Serine protease inhibitor SerpinE2 is known as a cytokine-inducible gene. Here, we investigated whether tumor necrosis factor alpha-(TNF-alpha)-induced expression of SerpinE2 is mediated by the nuclear factor-kappaB (NF-kappaB) p65 subunit. Both steady state and TNF-alpha-induced expression of SerpinE2 mRNA were abrogated in p65-/- murine embryonic fibroblasts (MEFs). Reconstitution with wild-type p65 rescued SerpinE2 mRNA expression in an IkappaB kinase beta-dependent manner. Electrophoresis mobility shift assay and ChIP assay demonstrated that p65 bound to the kappaB-like DNA sequence located at approximately -9 kbp in the SerpinE2 promoter. In addition, TNF-alpha stimulated luciferase gene expression driven by the kappaB-like element in the reconstituted MEFs, but not in p65-/- MEFs. These results indicated that activation of NF-kappaB p65 plays an important role in TNF-alpha-induced expression of SerpinE2.

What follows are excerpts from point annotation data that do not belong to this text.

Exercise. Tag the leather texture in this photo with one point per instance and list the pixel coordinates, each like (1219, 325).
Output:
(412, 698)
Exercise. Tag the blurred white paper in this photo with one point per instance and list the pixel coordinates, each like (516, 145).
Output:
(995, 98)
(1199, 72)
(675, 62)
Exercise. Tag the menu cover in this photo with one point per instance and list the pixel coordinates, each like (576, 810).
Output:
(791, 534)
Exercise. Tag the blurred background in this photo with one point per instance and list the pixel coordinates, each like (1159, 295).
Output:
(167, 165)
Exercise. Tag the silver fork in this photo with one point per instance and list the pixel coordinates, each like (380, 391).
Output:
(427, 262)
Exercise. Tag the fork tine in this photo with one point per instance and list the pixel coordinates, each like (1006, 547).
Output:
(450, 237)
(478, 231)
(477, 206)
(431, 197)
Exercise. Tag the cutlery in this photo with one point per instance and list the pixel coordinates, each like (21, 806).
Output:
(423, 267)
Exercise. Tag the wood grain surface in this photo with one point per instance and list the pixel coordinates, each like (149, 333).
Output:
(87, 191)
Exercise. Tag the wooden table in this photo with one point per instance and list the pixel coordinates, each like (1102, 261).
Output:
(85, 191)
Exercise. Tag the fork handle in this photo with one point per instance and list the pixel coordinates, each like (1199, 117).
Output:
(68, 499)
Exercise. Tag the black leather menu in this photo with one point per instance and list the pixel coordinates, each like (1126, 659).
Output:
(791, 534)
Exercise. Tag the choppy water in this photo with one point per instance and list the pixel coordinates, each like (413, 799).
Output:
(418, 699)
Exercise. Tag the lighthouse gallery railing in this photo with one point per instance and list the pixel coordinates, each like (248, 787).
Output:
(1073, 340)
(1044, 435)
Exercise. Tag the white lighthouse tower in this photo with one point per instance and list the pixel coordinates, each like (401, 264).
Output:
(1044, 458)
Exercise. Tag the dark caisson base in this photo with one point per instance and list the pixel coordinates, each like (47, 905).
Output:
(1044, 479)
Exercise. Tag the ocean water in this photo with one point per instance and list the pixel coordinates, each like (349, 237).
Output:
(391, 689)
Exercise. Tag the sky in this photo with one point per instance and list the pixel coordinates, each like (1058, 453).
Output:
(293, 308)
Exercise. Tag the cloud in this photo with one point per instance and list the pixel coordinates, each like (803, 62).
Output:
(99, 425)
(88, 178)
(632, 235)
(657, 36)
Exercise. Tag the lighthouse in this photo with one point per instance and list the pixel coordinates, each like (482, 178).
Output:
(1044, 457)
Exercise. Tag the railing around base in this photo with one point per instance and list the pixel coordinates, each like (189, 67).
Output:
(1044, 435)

丝氨酸蛋白酶抑制剂SerpinE2是一种细胞因子诱导基因。在此,我们研究了肿瘤坏死因子α(TNF-α)诱导的SerpinE2表达是否由核因子κB(NF-κB)p65亚基介导。在p65基因敲除的小鼠胚胎成纤维细胞(MEF)中,SerpinE2 mRNA的稳态表达和TNF-α诱导的表达均被消除。用野生型p65进行重组以IκB激酶β依赖性方式挽救了SerpinE2 mRNA的表达。电泳迁移率变动分析和染色质免疫沉淀分析表明,p65与位于SerpinE2启动子中约-9 kbp处的κB样DNA序列结合。此外,TNF-α刺激了重组MEF中由κB样元件驱动的荧光素酶基因表达,但在p65基因敲除的MEF中未出现这种情况。这些结果表明,NF-κB p65的激活在TNF-α诱导的SerpinE2表达中起重要作用。